Smith, Al


1934 TLS by the former New York governor and 1928 Democratic presidential candidate (1st Catholic nominee), to a Chicago liberal socialite


Autograph ID: 5853
Condition: Very good, 2 mail folds
Description: “(1873-1944) NY politician, 3-time elected governor 1919-20 & 1923-28. He was the foremost urban leader of the efficiency-oriented Progressive Movement and was noted for achieving a wide range of reforms as governor. He was also linked to the notorious Tammany Hall machine that controlled Manhattan politics and was a strong opponent of prohibition. 1st Catholic to run for US President as 1928 Democratic Party nominee, trounced by Herbert Hoover owing to his unpopularity among certain segments including Southern Baptists and German Lutherans, who believed the Catholic Church and the Pope would dictate his policies. He sought the 1932 nomination but lost to his former ally and successor as Governor, Franklin D. Roosevelt. After the 1928 election, Smith became president of Empire State, Inc., the corporation which built and operated the Empire State Building. He became an increasingly vocal opponent of Roosevelt’s New Deal, joining the American Liberty League and supporting Republican presidential candidates Alf Landon in 1936 and Wendell Willkie in the 1940 election.

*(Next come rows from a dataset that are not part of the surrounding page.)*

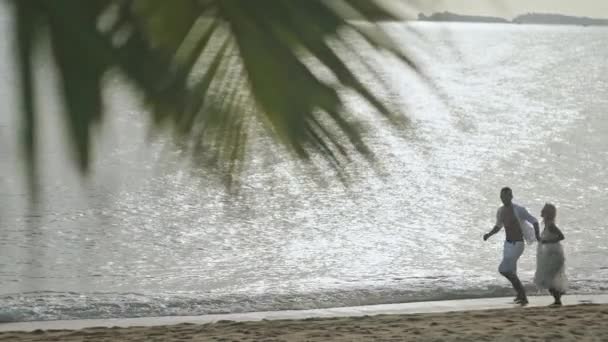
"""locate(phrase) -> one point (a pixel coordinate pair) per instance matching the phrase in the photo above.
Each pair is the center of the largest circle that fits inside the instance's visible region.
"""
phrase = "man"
(513, 217)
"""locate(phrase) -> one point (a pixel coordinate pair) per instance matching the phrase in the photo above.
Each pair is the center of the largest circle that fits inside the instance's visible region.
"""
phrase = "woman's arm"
(559, 236)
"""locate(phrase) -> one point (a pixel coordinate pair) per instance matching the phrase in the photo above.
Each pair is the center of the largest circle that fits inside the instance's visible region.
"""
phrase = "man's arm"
(497, 226)
(528, 217)
(494, 230)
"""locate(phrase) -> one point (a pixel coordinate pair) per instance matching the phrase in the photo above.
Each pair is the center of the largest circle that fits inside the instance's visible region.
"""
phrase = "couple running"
(550, 273)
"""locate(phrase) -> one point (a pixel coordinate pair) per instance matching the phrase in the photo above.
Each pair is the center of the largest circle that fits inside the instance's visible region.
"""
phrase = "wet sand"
(585, 322)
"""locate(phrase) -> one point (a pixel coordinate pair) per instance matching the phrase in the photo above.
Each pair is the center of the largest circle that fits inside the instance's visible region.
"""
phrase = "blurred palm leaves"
(208, 69)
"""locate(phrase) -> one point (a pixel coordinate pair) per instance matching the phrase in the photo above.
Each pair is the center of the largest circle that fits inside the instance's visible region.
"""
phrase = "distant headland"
(529, 18)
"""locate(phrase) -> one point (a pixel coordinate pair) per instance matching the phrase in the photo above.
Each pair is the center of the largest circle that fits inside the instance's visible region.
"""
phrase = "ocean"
(146, 234)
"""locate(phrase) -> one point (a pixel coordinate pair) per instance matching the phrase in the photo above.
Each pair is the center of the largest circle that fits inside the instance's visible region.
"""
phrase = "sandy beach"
(586, 322)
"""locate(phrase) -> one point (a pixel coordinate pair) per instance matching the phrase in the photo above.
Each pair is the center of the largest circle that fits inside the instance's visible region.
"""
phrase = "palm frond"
(208, 69)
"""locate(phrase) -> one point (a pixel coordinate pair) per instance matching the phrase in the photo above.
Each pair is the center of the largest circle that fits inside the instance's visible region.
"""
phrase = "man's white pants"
(512, 251)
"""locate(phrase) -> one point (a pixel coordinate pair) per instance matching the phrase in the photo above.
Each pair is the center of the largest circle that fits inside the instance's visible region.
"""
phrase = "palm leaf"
(209, 69)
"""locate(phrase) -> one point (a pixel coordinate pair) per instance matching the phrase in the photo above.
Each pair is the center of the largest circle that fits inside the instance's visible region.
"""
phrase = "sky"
(512, 8)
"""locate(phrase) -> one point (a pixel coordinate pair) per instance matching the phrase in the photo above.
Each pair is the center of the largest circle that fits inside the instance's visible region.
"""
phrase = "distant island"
(448, 16)
(529, 18)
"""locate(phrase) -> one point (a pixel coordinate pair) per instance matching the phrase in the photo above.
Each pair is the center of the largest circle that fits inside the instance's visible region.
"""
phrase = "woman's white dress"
(550, 264)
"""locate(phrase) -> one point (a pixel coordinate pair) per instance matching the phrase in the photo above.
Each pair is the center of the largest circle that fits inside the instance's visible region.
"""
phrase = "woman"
(550, 260)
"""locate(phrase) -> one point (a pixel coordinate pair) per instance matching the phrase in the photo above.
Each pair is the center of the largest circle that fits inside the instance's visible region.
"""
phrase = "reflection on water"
(524, 107)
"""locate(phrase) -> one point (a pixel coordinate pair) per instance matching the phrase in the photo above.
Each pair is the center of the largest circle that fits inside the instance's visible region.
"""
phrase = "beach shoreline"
(488, 319)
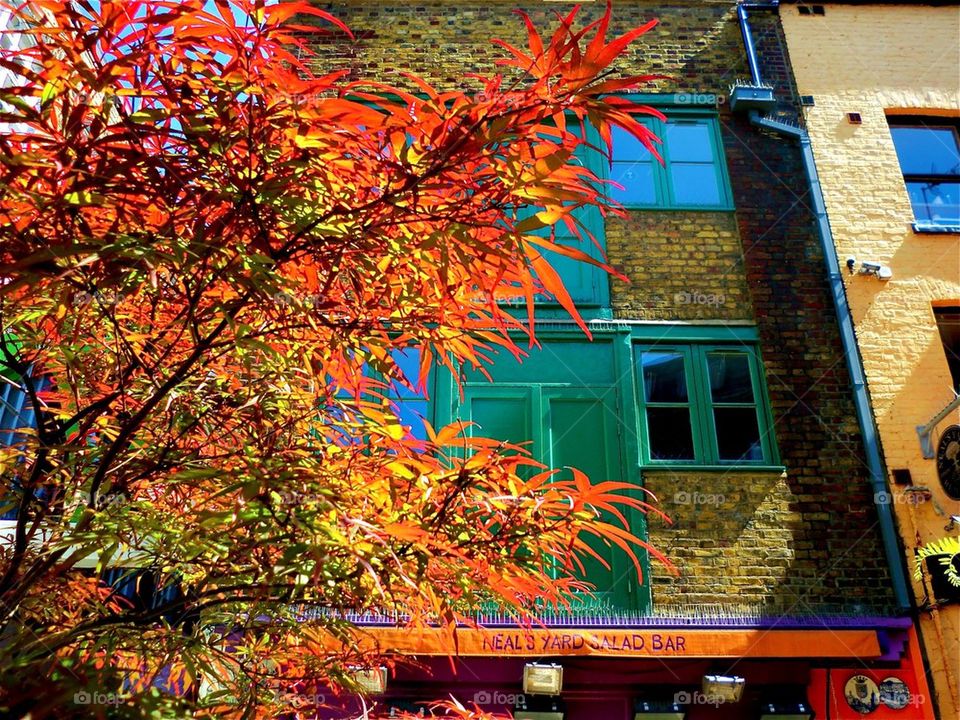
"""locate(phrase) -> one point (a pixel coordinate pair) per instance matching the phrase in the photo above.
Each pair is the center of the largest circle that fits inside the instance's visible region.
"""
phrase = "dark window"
(929, 154)
(692, 174)
(670, 435)
(948, 322)
(701, 404)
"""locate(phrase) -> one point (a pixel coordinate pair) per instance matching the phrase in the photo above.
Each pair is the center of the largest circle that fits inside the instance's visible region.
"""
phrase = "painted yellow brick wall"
(875, 60)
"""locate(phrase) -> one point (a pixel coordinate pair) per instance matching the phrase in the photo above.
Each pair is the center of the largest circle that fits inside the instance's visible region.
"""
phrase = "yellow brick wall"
(874, 60)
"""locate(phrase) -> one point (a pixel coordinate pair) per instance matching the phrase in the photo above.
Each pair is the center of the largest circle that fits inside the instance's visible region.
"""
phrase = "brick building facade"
(783, 576)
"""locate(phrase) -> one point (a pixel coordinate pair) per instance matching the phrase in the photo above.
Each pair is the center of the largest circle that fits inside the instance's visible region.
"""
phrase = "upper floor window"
(693, 174)
(929, 152)
(702, 405)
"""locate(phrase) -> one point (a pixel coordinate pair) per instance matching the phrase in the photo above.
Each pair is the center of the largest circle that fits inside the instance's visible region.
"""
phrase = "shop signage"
(688, 643)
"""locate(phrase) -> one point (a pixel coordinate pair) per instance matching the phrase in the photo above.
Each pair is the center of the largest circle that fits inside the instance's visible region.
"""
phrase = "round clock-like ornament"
(948, 461)
(862, 694)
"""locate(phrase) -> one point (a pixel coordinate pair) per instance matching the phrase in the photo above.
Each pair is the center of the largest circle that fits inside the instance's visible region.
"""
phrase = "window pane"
(689, 142)
(664, 379)
(669, 433)
(637, 180)
(935, 202)
(927, 150)
(738, 436)
(411, 414)
(626, 148)
(694, 184)
(408, 361)
(730, 378)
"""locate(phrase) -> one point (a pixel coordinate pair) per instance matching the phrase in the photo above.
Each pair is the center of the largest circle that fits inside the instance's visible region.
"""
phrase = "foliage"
(206, 248)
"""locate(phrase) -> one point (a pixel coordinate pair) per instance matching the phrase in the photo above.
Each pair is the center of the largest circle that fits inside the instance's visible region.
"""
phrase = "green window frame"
(588, 285)
(693, 175)
(705, 383)
(571, 402)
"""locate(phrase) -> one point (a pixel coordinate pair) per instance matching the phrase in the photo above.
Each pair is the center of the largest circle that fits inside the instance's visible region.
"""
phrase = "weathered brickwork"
(738, 530)
(681, 265)
(877, 60)
(804, 541)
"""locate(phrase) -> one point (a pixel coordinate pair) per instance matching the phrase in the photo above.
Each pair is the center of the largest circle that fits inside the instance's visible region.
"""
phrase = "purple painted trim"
(598, 620)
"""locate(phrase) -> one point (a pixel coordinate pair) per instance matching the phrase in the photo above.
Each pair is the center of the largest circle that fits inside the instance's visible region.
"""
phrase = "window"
(16, 415)
(948, 322)
(587, 284)
(929, 153)
(565, 402)
(702, 405)
(693, 174)
(410, 406)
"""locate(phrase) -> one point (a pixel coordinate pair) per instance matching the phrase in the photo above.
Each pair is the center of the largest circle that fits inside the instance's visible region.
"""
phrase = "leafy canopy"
(209, 251)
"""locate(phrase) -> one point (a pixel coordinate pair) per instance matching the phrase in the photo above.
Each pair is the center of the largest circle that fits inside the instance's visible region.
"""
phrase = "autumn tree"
(211, 257)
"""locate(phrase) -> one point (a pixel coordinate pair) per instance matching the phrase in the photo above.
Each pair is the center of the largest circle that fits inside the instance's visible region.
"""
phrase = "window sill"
(679, 208)
(930, 229)
(733, 467)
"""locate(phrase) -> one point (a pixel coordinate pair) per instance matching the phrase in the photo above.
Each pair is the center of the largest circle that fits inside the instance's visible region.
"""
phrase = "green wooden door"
(564, 427)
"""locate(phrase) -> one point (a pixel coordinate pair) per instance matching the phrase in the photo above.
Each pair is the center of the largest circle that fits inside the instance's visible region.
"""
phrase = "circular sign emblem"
(862, 694)
(894, 693)
(948, 461)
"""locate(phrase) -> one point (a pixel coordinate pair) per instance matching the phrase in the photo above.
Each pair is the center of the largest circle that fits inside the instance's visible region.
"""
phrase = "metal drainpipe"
(861, 399)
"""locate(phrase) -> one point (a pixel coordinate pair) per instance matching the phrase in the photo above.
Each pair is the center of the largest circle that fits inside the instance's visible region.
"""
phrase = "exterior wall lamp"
(540, 679)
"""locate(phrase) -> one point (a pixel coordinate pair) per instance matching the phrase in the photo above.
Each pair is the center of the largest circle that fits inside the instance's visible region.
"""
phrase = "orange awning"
(646, 643)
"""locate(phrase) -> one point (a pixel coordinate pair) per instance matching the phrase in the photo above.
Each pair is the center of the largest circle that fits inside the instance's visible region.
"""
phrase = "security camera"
(868, 267)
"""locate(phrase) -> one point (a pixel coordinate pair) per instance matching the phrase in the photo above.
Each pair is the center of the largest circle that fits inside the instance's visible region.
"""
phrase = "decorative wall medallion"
(948, 461)
(894, 693)
(862, 694)
(942, 561)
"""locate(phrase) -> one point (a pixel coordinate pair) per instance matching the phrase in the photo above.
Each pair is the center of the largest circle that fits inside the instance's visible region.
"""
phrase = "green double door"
(564, 425)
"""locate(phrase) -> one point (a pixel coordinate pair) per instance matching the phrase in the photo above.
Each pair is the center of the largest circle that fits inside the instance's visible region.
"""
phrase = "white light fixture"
(724, 688)
(542, 679)
(868, 267)
(371, 681)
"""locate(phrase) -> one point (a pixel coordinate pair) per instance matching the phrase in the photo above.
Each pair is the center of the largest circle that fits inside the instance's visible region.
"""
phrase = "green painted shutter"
(563, 427)
(581, 431)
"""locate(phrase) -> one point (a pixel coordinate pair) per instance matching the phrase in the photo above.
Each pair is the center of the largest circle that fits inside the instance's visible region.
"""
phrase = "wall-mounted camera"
(869, 267)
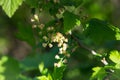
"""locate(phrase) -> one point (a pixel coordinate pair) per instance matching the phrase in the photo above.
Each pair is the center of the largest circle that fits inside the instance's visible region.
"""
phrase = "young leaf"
(70, 20)
(115, 56)
(10, 6)
(98, 74)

TLS on 11 x 8 3/4 letterhead as Chairman, Empire State, Inc., New York, September 18 1934, to Miss Narcissa Swift, Chicago, a friend. Smith recounts the pressure he was under in the summer and states that he has no time to write an article for “Polity”, as all over the country “…men who supported me in 1928 and friends who have met me since are asking me to write articles”. He has even not been able to complete a book contracted with Harper’s 2-1/2 years earlier. Smith has read with interest her parents’ experience in Germany and encloses (not present) a pamphlet on the Liberty League. With envelope.

NARCISSA SWIFT KING (1910-1998) Chicago socialite, great-granddaughter of Gustavus F. Swift, founder of the Swift meat packing company. In her early 20s, she lived on Chicago’s Gold Coast and was briefly editor of “Polity”, a liberal magazine, becoming interested in politics while working on Fiorello LaGuardia’s New York City mayoral campaign. In 1941, she married Clinton King, son of a prominent Ft. Worth, Texas candy manufacturer. He became an internationally known painter, settled with his bride in Chicago, and the two became a high-powered socialite couple. In the 1960s, Mrs. King used her status to attract some of Chicago’s most prominent women to the cause of civil rights. In 1964, she helped found, and was 1st chairwoman of, the Chicago Urban League’s woman’s board, an integrated group of about 60 women who advocated civil rights. It was the first such board in the US to gather African-American and white women together for such a cause. She was one of a handful of Chicago-area women to go to Selma, Ala., in 1965 to feed demonstrators helping Dr. King make his historic Selma-Montgomery voting rights march. She also raised money for the movement in Chicago by hosting galas for the city’s elite. After her husband died in 1979, she moved to Santa Fe and became active in its arts scene.”